The Reptile Report - Forums are dead! That’s what they say. Or, at least in the process of dying, they might amend, if you point out that there are plenty of busy sites out there. Actually, there are a LOT of busy sites out there, and they are thriving. Individual sites may experience slow-downs from time to time. That is cyclical, depending on things like animal breeding cycles, seasons, school calendars, weather, or holidays. There are a lot of reasons for forum traffic to ebb and flow. Some individual sites may die a slow death due to mismanagement. Apathy in the administrator or senior management is bad for a site. But the traffic you might witness at any given site is not an indicator of the overall health of forums in general. Take it from someone who must scan through thousands of new threads every day, they’re doing just fine.

But, I will say that I’ve seen a significant trend toward the usage of Facebook. I’ve seen individuals I know personally go from being active forum participants to using Facebook exclusively and abandoning all previous forum ties. I have to admit, I don’t get it.

I mean, I do see the appeal of Facebook. On a forum, you typically only have that site’s membership as your audience. On Facebook, you may have a much wider audience. The fact that half that audience probably has little or no interest in your reptiles can be a good thing or a bad thing. On a forum, you have to work within that site’s individual set of rules. For some, having to pay attention to what sort of language they use is quite a burden. On Facebook, you have a lot more freedom to just do your thing, without worrying about someone else’s rules. Except Facebook’s rules, which sometimes make sense and sometimes don’t, and often can’t be appealed. On a forum, you have to deal with the drama queens and trolls. On Facebook, you don’t have to…oh wait…the drama queens and trolls are there as well. Drama and trouble makers will be found anywhere humans congregate and communicate, no matter what the format is.

Communication on Facebook is instant. You say it and it’s out there for the world to see. And if it’s something interesting, the feedback to it can be instant as well. That’s gratifying. The problem with all that instant-ness is that someone else’s instant comment/picture/video/link/share comes out right after yours. Communicating on Facebook is like throwing a rubber ducky into a fast moving river. Anyone who happens to look at just the right moment will see it, but just as quickly, it shoots on down the river and vanishes.
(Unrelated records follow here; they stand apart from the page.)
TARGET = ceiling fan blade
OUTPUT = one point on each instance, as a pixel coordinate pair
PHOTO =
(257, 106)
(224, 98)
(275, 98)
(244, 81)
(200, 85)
And once it vanishes, it’s gone, buried beneath a swarm of hundreds of thousands of identical rubber ducks.

Have you ever seen something on Facebook that tweaked your interest, but you didn’t have time to look at it right then? You think, “Oh cool! I’ll come back to that later.” And when you finally get back, you can’t find it anywhere? Even if you can remember whose page it originated on, you may not be able to find it easily. Facebook has almost no searchability (yeah, I’m making up words as I go along) and therefore, whatever you post there, no matter how good it is, has an extremely limited shelf life.

On the other hand, the forum interface (most of them, anyhow) is designed to organize and save everything in its relevant categories. Search functions are usually robust and easily used. It’s a very simple process to view all the new content since your last visit. Threads created on a healthy forum can be viable for months, and sometimes even years. When you share valuable information on a forum site, you’ll be helping far more people than you’ll ever know.
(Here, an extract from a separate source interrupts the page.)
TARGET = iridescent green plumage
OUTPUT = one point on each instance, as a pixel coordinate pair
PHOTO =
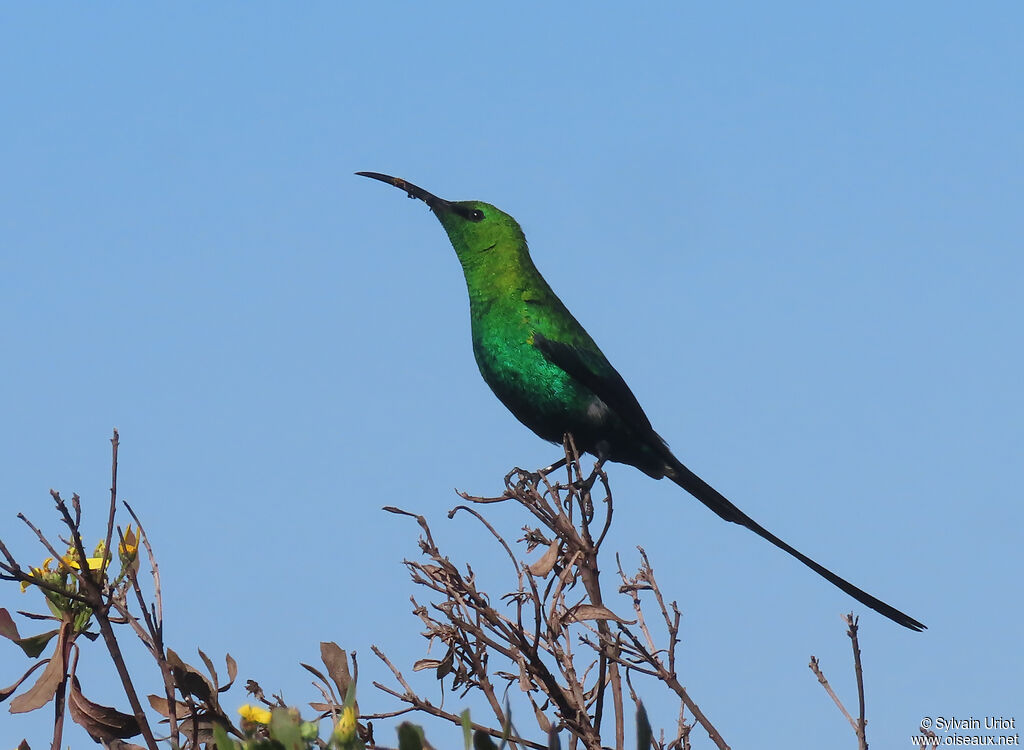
(548, 371)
The main drawback to forums is their limited audience. But The Reptile Report has changed that and removed that drawback. There are a small handful of sites that we don’t patrol because those site owners asked us not to, for reasons known only to them. For the rest of the sixty-odd sites we visit on a daily basis, if you post up something important, interesting, or just really nice to look at, chances are we’ll highlight it for the rest of the herping community. We do scan Facebook and numerous other sources as well, but that “rushing river” nature of Facebook means that we can only capture a tiny fraction of what we might want to highlight on the TRR pages.

Facebook has its place; I don’t doubt that. It’s a fantastic tool for rapid dissemination and promotion either of yourself or your favorite causes. But I highly encourage everyone to give forums another look and consider using them for the fantastic tool that they are as well, a solid foundation to ground yourself on, where the valuable information you have to share can be reached by so many beyond the immediate audience.
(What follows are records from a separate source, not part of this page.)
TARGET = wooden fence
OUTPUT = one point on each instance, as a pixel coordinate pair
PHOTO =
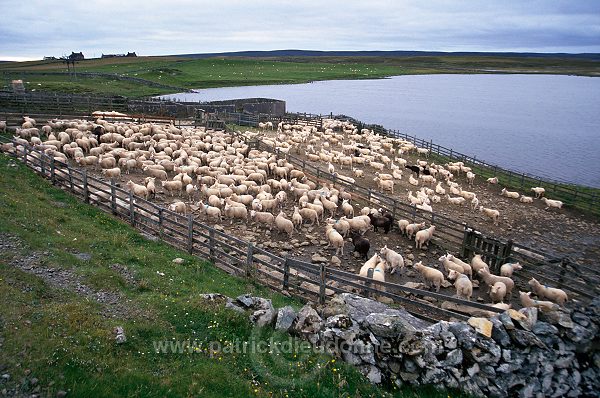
(571, 195)
(461, 238)
(234, 255)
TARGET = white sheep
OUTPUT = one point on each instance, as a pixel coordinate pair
(464, 287)
(539, 192)
(239, 212)
(283, 224)
(507, 269)
(477, 264)
(422, 237)
(490, 279)
(393, 258)
(551, 293)
(310, 215)
(137, 189)
(490, 213)
(467, 269)
(470, 177)
(178, 207)
(335, 239)
(412, 229)
(498, 292)
(432, 276)
(172, 186)
(525, 199)
(557, 204)
(210, 211)
(510, 194)
(115, 172)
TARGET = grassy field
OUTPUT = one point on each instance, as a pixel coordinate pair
(55, 336)
(223, 72)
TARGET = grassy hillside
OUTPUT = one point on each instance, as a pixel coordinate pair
(70, 273)
(183, 73)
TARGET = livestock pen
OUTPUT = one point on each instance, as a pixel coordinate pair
(306, 280)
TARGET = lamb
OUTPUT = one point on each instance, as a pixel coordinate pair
(361, 244)
(263, 217)
(527, 301)
(422, 237)
(347, 208)
(464, 287)
(491, 213)
(296, 218)
(150, 186)
(412, 229)
(387, 185)
(467, 270)
(394, 259)
(551, 293)
(470, 177)
(477, 264)
(172, 186)
(210, 211)
(490, 279)
(309, 214)
(402, 224)
(156, 173)
(498, 292)
(178, 207)
(456, 200)
(115, 172)
(525, 199)
(539, 192)
(380, 221)
(508, 268)
(451, 265)
(239, 212)
(432, 276)
(190, 190)
(557, 204)
(283, 224)
(510, 194)
(335, 239)
(137, 189)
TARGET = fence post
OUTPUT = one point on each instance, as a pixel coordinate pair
(52, 167)
(113, 196)
(190, 233)
(211, 244)
(322, 280)
(86, 196)
(286, 273)
(249, 259)
(70, 178)
(131, 209)
(160, 223)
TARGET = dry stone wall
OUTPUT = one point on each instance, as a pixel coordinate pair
(526, 353)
One last thought: Whether you’re posting on Facebook or one of the numerous awesome forum sites out there, keep in mind that the TRR editors are only human. We work our asses off and do our best to bring you the best. Please don’t take it personally if we miss something. We have a submission link at TRR that we encourage anyone to use to submit links to information that we might have missed.

You don’t have to be a big time breeder or a political power house to be a critical part of our amazing herping community. Get out there and be a part of a local herp forum. “Local” in this sense meaning whichever one is closest to your heart. Be a friend and neighbor, help the newbies, and care for each other; it’s the mortar that keeps us strong.